Samples are processed with the SeSAMe R Bioconductor package (Zhou et al., 2018). Briefly, red/green IDAT files are read and processed according to the preparation code. Experiment-independent masking occurs with the quality mask code (“Q”), and accounts for probes containing SNPs, with known cross-hybridization issues (Pidsley et al., 2013), and with other issues.

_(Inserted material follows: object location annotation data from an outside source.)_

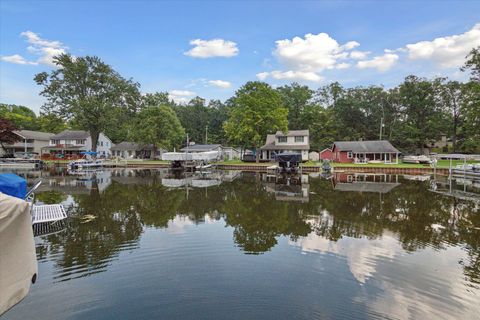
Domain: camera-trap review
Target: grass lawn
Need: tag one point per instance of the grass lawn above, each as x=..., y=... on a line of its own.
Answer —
x=241, y=163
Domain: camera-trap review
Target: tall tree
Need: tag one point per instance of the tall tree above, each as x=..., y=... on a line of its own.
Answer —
x=159, y=126
x=50, y=122
x=451, y=95
x=471, y=104
x=22, y=117
x=6, y=133
x=257, y=110
x=88, y=91
x=418, y=102
x=473, y=64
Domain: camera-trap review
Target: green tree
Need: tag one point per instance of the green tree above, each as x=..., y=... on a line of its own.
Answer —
x=257, y=110
x=50, y=122
x=159, y=126
x=194, y=118
x=473, y=64
x=6, y=133
x=22, y=117
x=88, y=91
x=418, y=102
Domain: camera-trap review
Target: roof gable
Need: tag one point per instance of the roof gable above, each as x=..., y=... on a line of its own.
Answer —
x=372, y=146
x=36, y=135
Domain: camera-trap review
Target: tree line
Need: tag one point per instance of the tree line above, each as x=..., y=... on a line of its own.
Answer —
x=86, y=93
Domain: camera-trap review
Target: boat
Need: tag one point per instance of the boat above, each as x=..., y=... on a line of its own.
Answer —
x=417, y=159
x=21, y=163
x=84, y=163
x=467, y=169
x=288, y=162
x=18, y=263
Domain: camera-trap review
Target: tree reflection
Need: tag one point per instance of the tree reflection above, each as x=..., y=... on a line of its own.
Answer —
x=420, y=218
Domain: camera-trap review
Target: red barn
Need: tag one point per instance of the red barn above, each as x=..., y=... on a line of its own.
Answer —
x=326, y=154
x=380, y=151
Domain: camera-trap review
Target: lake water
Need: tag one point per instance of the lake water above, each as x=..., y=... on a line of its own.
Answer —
x=143, y=244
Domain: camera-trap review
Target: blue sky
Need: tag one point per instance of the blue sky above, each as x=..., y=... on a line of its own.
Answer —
x=210, y=48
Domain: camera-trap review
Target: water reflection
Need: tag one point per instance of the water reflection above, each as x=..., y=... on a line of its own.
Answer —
x=401, y=242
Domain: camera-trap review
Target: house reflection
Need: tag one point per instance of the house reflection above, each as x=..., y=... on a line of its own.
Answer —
x=287, y=187
x=365, y=182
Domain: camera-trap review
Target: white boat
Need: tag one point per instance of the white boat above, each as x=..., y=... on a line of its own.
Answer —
x=177, y=156
x=417, y=159
x=84, y=163
x=21, y=163
x=467, y=169
x=18, y=263
x=206, y=156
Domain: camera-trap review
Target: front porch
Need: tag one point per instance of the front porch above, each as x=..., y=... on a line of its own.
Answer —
x=362, y=158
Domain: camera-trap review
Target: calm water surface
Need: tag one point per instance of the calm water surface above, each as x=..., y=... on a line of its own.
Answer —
x=142, y=244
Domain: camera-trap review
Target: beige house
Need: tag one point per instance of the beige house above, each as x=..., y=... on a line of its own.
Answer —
x=295, y=141
x=30, y=141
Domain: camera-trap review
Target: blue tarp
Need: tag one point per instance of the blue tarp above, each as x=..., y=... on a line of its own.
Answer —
x=13, y=185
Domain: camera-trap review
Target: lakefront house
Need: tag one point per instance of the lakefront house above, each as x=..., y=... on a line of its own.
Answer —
x=294, y=141
x=71, y=143
x=364, y=151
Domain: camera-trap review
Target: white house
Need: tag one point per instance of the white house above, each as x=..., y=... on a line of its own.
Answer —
x=72, y=142
x=295, y=141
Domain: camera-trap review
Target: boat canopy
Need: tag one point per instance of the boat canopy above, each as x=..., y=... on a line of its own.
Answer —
x=13, y=185
x=288, y=157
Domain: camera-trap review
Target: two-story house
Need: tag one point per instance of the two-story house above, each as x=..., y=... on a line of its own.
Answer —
x=73, y=142
x=28, y=141
x=296, y=141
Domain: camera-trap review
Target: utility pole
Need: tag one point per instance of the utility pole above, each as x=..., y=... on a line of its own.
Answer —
x=381, y=128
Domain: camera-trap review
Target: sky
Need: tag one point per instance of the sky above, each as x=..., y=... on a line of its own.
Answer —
x=211, y=48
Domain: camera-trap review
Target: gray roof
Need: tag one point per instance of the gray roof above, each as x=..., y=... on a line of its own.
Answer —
x=292, y=133
x=125, y=146
x=201, y=147
x=378, y=187
x=71, y=134
x=270, y=143
x=36, y=135
x=374, y=146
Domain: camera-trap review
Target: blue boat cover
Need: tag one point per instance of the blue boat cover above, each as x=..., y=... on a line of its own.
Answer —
x=13, y=185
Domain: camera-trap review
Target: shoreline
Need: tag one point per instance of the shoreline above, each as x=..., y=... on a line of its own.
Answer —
x=262, y=167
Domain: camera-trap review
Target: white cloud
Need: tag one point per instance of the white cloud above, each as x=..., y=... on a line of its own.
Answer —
x=359, y=55
x=212, y=48
x=45, y=49
x=314, y=52
x=305, y=58
x=447, y=52
x=181, y=96
x=381, y=63
x=343, y=65
x=291, y=75
x=17, y=59
x=220, y=83
x=262, y=75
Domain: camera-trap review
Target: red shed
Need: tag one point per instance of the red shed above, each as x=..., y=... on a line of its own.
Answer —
x=380, y=151
x=326, y=154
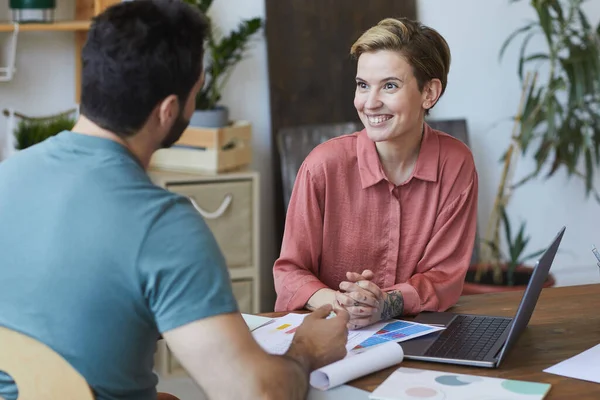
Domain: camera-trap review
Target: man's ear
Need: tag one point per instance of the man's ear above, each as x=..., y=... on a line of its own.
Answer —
x=431, y=93
x=168, y=110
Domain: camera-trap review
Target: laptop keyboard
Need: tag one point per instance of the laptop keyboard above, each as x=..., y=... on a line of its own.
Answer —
x=469, y=337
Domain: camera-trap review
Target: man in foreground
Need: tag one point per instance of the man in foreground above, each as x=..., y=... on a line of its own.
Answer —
x=97, y=262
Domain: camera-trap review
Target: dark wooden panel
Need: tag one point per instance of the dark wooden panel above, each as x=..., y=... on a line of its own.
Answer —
x=310, y=71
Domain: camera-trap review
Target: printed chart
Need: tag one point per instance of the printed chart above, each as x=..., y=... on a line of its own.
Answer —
x=397, y=331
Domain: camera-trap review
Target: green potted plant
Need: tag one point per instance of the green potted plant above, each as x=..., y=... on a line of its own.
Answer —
x=510, y=267
x=32, y=10
x=222, y=54
x=33, y=130
x=557, y=119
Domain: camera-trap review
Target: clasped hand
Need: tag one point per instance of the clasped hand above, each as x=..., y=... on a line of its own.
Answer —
x=361, y=298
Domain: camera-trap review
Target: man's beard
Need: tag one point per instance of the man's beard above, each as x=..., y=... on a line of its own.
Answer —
x=179, y=126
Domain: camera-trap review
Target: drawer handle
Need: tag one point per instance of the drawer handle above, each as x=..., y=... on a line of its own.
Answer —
x=218, y=212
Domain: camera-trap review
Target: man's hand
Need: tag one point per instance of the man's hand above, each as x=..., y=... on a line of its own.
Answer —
x=319, y=341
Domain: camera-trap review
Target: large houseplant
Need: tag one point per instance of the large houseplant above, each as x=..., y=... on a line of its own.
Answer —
x=558, y=115
x=222, y=54
x=511, y=267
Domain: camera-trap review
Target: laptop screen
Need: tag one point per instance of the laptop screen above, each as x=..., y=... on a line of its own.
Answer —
x=532, y=293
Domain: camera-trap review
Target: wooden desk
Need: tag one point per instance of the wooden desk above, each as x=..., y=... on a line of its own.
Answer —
x=566, y=322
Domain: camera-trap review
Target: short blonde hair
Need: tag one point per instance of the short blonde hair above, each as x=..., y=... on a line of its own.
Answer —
x=422, y=47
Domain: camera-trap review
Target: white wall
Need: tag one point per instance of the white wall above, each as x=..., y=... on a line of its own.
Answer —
x=480, y=89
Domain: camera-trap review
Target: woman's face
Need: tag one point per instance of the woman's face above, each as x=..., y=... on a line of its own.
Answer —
x=387, y=96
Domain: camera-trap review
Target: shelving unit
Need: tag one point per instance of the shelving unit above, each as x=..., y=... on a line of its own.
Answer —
x=55, y=26
x=85, y=10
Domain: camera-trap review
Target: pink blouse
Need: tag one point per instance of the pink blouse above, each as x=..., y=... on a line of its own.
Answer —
x=344, y=215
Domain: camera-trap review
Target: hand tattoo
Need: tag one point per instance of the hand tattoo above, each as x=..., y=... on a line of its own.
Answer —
x=393, y=306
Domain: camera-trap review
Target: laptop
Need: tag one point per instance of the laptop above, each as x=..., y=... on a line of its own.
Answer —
x=480, y=340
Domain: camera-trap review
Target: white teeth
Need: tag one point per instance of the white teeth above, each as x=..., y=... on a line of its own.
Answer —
x=378, y=119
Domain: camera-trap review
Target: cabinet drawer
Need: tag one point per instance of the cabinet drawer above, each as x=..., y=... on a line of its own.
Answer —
x=227, y=209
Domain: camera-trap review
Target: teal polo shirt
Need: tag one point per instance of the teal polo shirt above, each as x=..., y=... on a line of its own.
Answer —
x=96, y=261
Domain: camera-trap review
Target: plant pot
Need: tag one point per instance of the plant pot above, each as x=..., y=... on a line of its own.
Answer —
x=486, y=285
x=215, y=118
x=32, y=10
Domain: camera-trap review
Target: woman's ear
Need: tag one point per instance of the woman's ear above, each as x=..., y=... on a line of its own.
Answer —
x=431, y=93
x=168, y=110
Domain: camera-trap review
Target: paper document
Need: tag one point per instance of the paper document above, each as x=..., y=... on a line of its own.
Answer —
x=584, y=366
x=349, y=368
x=255, y=321
x=344, y=392
x=396, y=331
x=276, y=337
x=369, y=349
x=413, y=383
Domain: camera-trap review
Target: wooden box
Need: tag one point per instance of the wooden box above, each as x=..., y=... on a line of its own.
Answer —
x=208, y=150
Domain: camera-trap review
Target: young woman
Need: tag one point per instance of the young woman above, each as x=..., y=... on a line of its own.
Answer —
x=382, y=222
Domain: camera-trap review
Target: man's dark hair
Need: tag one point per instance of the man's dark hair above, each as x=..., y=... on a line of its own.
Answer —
x=138, y=53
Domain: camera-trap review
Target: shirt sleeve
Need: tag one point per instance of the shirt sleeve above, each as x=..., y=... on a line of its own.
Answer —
x=183, y=272
x=440, y=274
x=296, y=268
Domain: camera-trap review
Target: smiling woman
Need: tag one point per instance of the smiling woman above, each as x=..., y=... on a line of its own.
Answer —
x=382, y=222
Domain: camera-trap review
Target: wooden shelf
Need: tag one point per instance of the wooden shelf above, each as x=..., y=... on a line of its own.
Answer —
x=69, y=26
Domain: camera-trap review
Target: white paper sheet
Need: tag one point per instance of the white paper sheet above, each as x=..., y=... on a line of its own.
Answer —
x=356, y=366
x=584, y=366
x=343, y=392
x=276, y=338
x=255, y=321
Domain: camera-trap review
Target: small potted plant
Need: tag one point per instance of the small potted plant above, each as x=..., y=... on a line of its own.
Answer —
x=33, y=130
x=32, y=10
x=507, y=271
x=222, y=54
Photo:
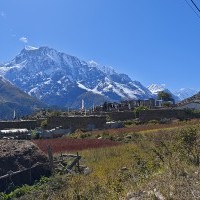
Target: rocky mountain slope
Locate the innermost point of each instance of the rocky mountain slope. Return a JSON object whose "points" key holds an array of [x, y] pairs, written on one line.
{"points": [[12, 98], [60, 79]]}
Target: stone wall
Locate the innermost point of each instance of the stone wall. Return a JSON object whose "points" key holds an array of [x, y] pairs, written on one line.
{"points": [[147, 115], [121, 116], [77, 122], [28, 124]]}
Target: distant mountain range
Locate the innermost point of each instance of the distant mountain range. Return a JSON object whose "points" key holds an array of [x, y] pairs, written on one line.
{"points": [[13, 100], [60, 79], [63, 80]]}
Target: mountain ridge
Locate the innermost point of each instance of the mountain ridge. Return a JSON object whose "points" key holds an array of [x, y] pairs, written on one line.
{"points": [[61, 79]]}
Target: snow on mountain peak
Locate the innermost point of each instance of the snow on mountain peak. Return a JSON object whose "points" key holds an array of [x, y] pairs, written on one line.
{"points": [[155, 88], [60, 79], [104, 69], [30, 48]]}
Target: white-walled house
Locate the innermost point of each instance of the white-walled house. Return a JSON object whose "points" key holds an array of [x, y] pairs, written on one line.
{"points": [[190, 105]]}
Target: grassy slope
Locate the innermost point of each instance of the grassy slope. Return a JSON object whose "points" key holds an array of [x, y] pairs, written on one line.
{"points": [[151, 164]]}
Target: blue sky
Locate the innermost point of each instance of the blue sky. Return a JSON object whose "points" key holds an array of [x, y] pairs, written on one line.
{"points": [[152, 41]]}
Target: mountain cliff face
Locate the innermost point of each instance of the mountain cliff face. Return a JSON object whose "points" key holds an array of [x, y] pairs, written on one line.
{"points": [[60, 79], [13, 99]]}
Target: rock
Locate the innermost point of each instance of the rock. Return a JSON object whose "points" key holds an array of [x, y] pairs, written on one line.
{"points": [[124, 168], [87, 171]]}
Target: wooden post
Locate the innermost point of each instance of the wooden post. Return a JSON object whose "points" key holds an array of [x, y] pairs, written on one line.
{"points": [[78, 164], [50, 159]]}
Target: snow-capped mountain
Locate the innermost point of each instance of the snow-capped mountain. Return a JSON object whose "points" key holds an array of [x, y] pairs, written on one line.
{"points": [[13, 99], [185, 93], [60, 79], [156, 88]]}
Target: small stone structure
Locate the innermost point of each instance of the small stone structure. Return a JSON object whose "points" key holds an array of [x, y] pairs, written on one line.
{"points": [[21, 162], [77, 122]]}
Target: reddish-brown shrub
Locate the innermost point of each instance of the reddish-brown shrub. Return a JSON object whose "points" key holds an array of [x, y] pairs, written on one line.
{"points": [[66, 144]]}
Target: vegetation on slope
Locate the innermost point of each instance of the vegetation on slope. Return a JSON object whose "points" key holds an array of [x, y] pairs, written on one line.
{"points": [[153, 165]]}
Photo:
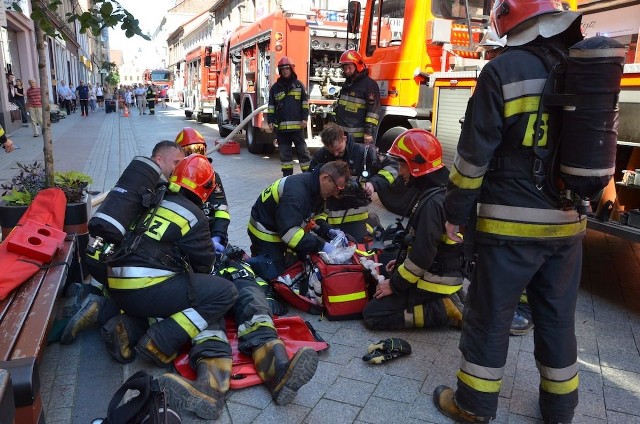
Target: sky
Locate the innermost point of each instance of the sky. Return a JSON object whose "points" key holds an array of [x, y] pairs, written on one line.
{"points": [[149, 13]]}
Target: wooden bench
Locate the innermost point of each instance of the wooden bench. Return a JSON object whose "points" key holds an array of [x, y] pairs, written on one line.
{"points": [[25, 320]]}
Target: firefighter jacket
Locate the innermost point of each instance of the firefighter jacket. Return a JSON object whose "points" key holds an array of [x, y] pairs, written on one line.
{"points": [[216, 208], [495, 159], [360, 157], [433, 263], [288, 104], [176, 240], [358, 107], [285, 208]]}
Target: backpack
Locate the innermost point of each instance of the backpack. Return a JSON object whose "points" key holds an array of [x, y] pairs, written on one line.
{"points": [[150, 406]]}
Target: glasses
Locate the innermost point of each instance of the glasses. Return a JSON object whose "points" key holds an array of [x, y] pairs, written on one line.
{"points": [[340, 188]]}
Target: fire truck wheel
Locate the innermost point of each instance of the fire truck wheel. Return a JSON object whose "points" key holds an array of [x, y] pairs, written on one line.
{"points": [[397, 197]]}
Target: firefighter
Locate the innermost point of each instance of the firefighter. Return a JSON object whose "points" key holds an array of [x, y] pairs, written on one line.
{"points": [[216, 207], [349, 213], [525, 237], [288, 112], [167, 274], [357, 110], [425, 289], [282, 216], [151, 99], [257, 338]]}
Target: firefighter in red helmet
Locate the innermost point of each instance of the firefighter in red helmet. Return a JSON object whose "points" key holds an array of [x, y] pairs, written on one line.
{"points": [[167, 275], [357, 110], [216, 206], [424, 289], [287, 114], [525, 237]]}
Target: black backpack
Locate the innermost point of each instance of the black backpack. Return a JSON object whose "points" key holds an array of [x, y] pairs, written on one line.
{"points": [[150, 406]]}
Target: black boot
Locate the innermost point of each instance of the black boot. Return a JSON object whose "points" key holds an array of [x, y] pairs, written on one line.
{"points": [[284, 377], [205, 396]]}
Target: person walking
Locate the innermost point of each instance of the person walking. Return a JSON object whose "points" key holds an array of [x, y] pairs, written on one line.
{"points": [[287, 113], [357, 110], [34, 102], [525, 238]]}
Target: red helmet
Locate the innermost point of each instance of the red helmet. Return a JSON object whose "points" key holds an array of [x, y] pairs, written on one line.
{"points": [[195, 173], [285, 61], [508, 14], [419, 149], [352, 56], [191, 141]]}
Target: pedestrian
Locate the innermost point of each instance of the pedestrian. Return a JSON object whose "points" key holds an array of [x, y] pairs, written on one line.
{"points": [[524, 238], [287, 113], [83, 96], [281, 216], [5, 142], [34, 102], [357, 110], [425, 285], [369, 174], [168, 275]]}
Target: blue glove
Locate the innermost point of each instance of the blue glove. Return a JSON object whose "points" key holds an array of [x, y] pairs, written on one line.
{"points": [[328, 248], [218, 247]]}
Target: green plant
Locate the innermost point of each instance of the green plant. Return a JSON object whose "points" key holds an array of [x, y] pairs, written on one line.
{"points": [[31, 180]]}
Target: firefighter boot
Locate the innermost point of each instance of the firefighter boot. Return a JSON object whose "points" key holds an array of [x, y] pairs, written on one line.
{"points": [[205, 396], [86, 317], [444, 400], [284, 377]]}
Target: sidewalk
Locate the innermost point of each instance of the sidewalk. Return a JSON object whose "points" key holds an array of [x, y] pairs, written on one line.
{"points": [[78, 380]]}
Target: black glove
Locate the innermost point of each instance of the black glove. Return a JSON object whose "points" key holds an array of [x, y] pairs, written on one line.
{"points": [[386, 350]]}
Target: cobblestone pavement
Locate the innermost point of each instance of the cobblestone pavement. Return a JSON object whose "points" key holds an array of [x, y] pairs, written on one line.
{"points": [[78, 380]]}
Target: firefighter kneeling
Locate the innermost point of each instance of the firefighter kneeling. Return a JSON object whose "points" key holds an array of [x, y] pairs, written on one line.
{"points": [[425, 288]]}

Experiment-dependent is done according to the p-value with out-of-bound array hybridization (pOOBAH) algorithm (“P”), which is an improvement on detection p-value filtering (Zhou et al., 2018). Non-linear dye bias correction (“D”) is performed followed by background correction with the NOOB method (“B”) (Fortin et al., 2014). This processing pipeline constitutes a within-array normalization procedure. We note that recent studies have indicated within-array normalization with dye-bias correction and NOOB performs as well or better than between-array normalization procedures (Welsh et al., 2023).
A probe has with pOOBAH masking (p-value < 0.05) in more than 5% of samples it is removed. Similarly, if a sample has more than 10% of probes pOOBAH masked, then that sample is removed.
Cell type deconvolution of whole blood or cord blood may be performed with the FlowSorted.Blood.EPIC or FlowSorted.CordBlood.450k R Bioconductor package, respectively, using a modified version of the Houseman method (Houseman et al., 2012).
In the event of a BS/oxBS or BS/TAB library preparation, methylation mark deconvolution may be performed using the MLML2R R package (Qu et al., 2013). Briefly, methylated and unmethylated channel matrices from bisulfite-only treated samples and oxidative-bisulfte treated samples are extracted and passed to MLML2R::MLML() to determine the levels of methylcytosine (mC), hydroxymethylcytosine (hmC), and cytosine (C) using the exact method provided in the package.
For each comparison we use the limma R Bioconductor package to identify differentially methylated probes (DMPs) by fitting a linear model on the M-values whose standard errors are then moderated using an empirical Bayes model (Ritchie et al., 2015). The DMPs are then annotated to CpG island and genic annotations using the annotatr R Bioconductor package (Cavalcante and Sartor, 2017).
For each comparison we use the gamlss R package to identify differentially methylated probes (DMPs) by fitting a beta-regression model on the beta-values (Stasinopoulos and Rigby, 2007). The DMPs are then annotated to CpG island and genic annotations using the annotatr R Bioconductor package (Cavalcante and Sartor, 2017).